In fact, I don’t think it’s unfair to say that this or some variation of this has been the prevailing background paradigm for Christian theology from the very beginning. We find it even in New Testament scripture, where it is rooted in the same Jewish model. It is what justifies the thought of predictive prophesy in both testaments. It is what we have in the back of our minds when we speak blithely of God’s omniscience extending over time, of seeing the end from the beginning, of knitting, not just the child’s being, but the child’s life together in the mother’s womb. It is blunt in unqualified Calvinism, more subtle but still the paradigm in the many less uncompromising alternatives.

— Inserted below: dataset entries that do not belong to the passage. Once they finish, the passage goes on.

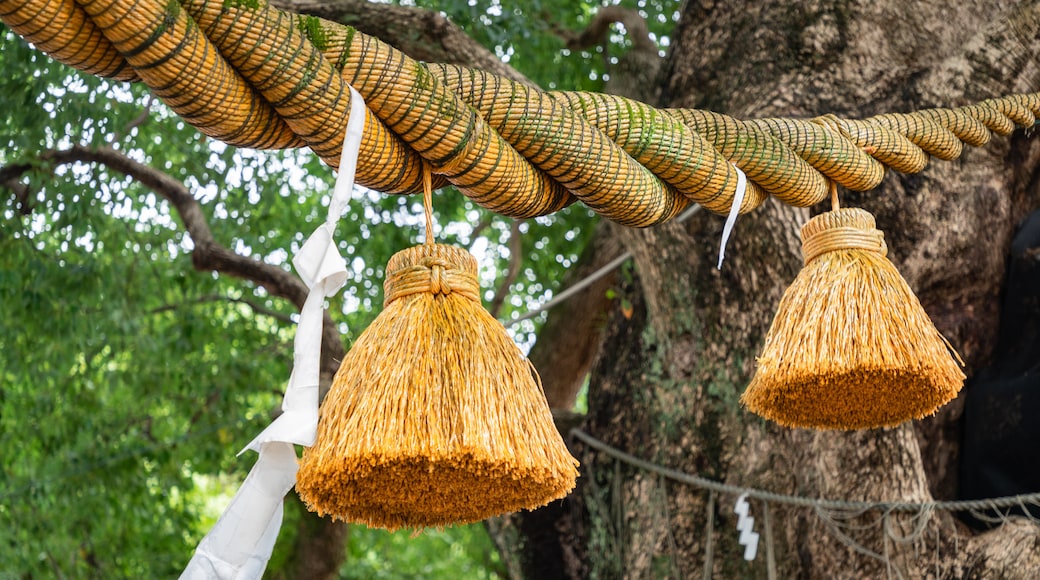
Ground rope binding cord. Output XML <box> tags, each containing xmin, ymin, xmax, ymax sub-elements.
<box><xmin>295</xmin><ymin>165</ymin><xmax>578</xmax><ymax>530</ymax></box>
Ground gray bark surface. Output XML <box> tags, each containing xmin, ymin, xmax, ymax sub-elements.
<box><xmin>564</xmin><ymin>1</ymin><xmax>1040</xmax><ymax>578</ymax></box>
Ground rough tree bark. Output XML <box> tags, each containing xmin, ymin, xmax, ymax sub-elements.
<box><xmin>545</xmin><ymin>1</ymin><xmax>1040</xmax><ymax>578</ymax></box>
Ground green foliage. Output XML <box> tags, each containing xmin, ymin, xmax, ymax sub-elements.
<box><xmin>342</xmin><ymin>525</ymin><xmax>505</xmax><ymax>579</ymax></box>
<box><xmin>414</xmin><ymin>0</ymin><xmax>680</xmax><ymax>91</ymax></box>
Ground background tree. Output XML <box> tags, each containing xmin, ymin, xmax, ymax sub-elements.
<box><xmin>538</xmin><ymin>1</ymin><xmax>1040</xmax><ymax>578</ymax></box>
<box><xmin>1</xmin><ymin>1</ymin><xmax>1038</xmax><ymax>579</ymax></box>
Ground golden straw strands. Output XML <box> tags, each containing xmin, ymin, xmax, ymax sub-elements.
<box><xmin>0</xmin><ymin>0</ymin><xmax>138</xmax><ymax>81</ymax></box>
<box><xmin>429</xmin><ymin>63</ymin><xmax>689</xmax><ymax>226</ymax></box>
<box><xmin>296</xmin><ymin>243</ymin><xmax>578</xmax><ymax>529</ymax></box>
<box><xmin>182</xmin><ymin>0</ymin><xmax>430</xmax><ymax>194</ymax></box>
<box><xmin>744</xmin><ymin>117</ymin><xmax>886</xmax><ymax>191</ymax></box>
<box><xmin>666</xmin><ymin>108</ymin><xmax>831</xmax><ymax>207</ymax></box>
<box><xmin>75</xmin><ymin>0</ymin><xmax>300</xmax><ymax>149</ymax></box>
<box><xmin>740</xmin><ymin>207</ymin><xmax>965</xmax><ymax>430</ymax></box>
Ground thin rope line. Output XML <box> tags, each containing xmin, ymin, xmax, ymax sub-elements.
<box><xmin>422</xmin><ymin>161</ymin><xmax>435</xmax><ymax>245</ymax></box>
<box><xmin>762</xmin><ymin>500</ymin><xmax>777</xmax><ymax>580</ymax></box>
<box><xmin>702</xmin><ymin>489</ymin><xmax>716</xmax><ymax>580</ymax></box>
<box><xmin>502</xmin><ymin>204</ymin><xmax>703</xmax><ymax>327</ymax></box>
<box><xmin>570</xmin><ymin>428</ymin><xmax>1040</xmax><ymax>513</ymax></box>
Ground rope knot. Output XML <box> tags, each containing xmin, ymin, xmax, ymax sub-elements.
<box><xmin>421</xmin><ymin>257</ymin><xmax>454</xmax><ymax>296</ymax></box>
<box><xmin>383</xmin><ymin>244</ymin><xmax>480</xmax><ymax>305</ymax></box>
<box><xmin>801</xmin><ymin>207</ymin><xmax>888</xmax><ymax>264</ymax></box>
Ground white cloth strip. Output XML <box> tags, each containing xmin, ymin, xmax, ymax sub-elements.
<box><xmin>180</xmin><ymin>86</ymin><xmax>367</xmax><ymax>580</ymax></box>
<box><xmin>717</xmin><ymin>166</ymin><xmax>748</xmax><ymax>270</ymax></box>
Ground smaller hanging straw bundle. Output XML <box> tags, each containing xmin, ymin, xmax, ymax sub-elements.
<box><xmin>741</xmin><ymin>207</ymin><xmax>965</xmax><ymax>429</ymax></box>
<box><xmin>296</xmin><ymin>242</ymin><xmax>578</xmax><ymax>529</ymax></box>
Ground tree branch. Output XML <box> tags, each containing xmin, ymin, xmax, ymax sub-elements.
<box><xmin>467</xmin><ymin>213</ymin><xmax>495</xmax><ymax>252</ymax></box>
<box><xmin>555</xmin><ymin>6</ymin><xmax>656</xmax><ymax>53</ymax></box>
<box><xmin>110</xmin><ymin>94</ymin><xmax>154</xmax><ymax>145</ymax></box>
<box><xmin>149</xmin><ymin>294</ymin><xmax>295</xmax><ymax>324</ymax></box>
<box><xmin>273</xmin><ymin>0</ymin><xmax>533</xmax><ymax>86</ymax></box>
<box><xmin>1</xmin><ymin>143</ymin><xmax>345</xmax><ymax>376</ymax></box>
<box><xmin>489</xmin><ymin>219</ymin><xmax>523</xmax><ymax>318</ymax></box>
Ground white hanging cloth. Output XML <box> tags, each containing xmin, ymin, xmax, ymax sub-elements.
<box><xmin>717</xmin><ymin>165</ymin><xmax>748</xmax><ymax>269</ymax></box>
<box><xmin>180</xmin><ymin>86</ymin><xmax>367</xmax><ymax>580</ymax></box>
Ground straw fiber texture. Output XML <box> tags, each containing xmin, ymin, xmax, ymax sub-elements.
<box><xmin>740</xmin><ymin>208</ymin><xmax>966</xmax><ymax>430</ymax></box>
<box><xmin>3</xmin><ymin>0</ymin><xmax>1037</xmax><ymax>226</ymax></box>
<box><xmin>295</xmin><ymin>244</ymin><xmax>578</xmax><ymax>529</ymax></box>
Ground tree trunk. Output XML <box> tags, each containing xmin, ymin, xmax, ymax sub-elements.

The problem, of course, is that it makes human freedom problematic. The best theology can muster to deal with the problem is to call it a “mystery”, and sweep it under a rug.
Well then, suppose we modify the model. God is no longer the author of a finished novel, but now the playwright who allows the actors the right to improvise. They may speak their own lines, fashion their own characters, invent their own plot devices. We have salvaged human freedom!
But the playwright has still provided the actors with the denouement and the conclusion. The playwright requires of the actors that, whatever they do, they must still serve the determined final end. They are still tools of the playwright’s intention, just tools of a more elaborate design. The freedom the revised model offers is illusory, like that of a caged bird to fly from one perch to another.
Well then, we go to the extreme. Someone gathers people together, then sits back with no further involvement to observe their behavior, opens the cage door to let the bird fly away. Possibly creates a hell to deal (harshly) with the wayward.
But this is not God. This is a voyeur. A birdwatcher. Possibly a sadist.
The problem is the model itself.
God is not like an author at all. God does not see the end because God has not determined the end. Jesus Himself told us what the best model is: that of a loving parent. Parents do not see or know their child’s “end” (whatever that might even mean.) Loving parents can be shocked, disappointed, even appalled, without yet ceasing to love. Parents are always there to help, and always willing to forgive.
Begin with that, in thinking about God; extend those qualities to infinity instead of might and intelligence and ubiquity. And feel sympathy for all those good men and women who have squandered their gift thinking about God as an author.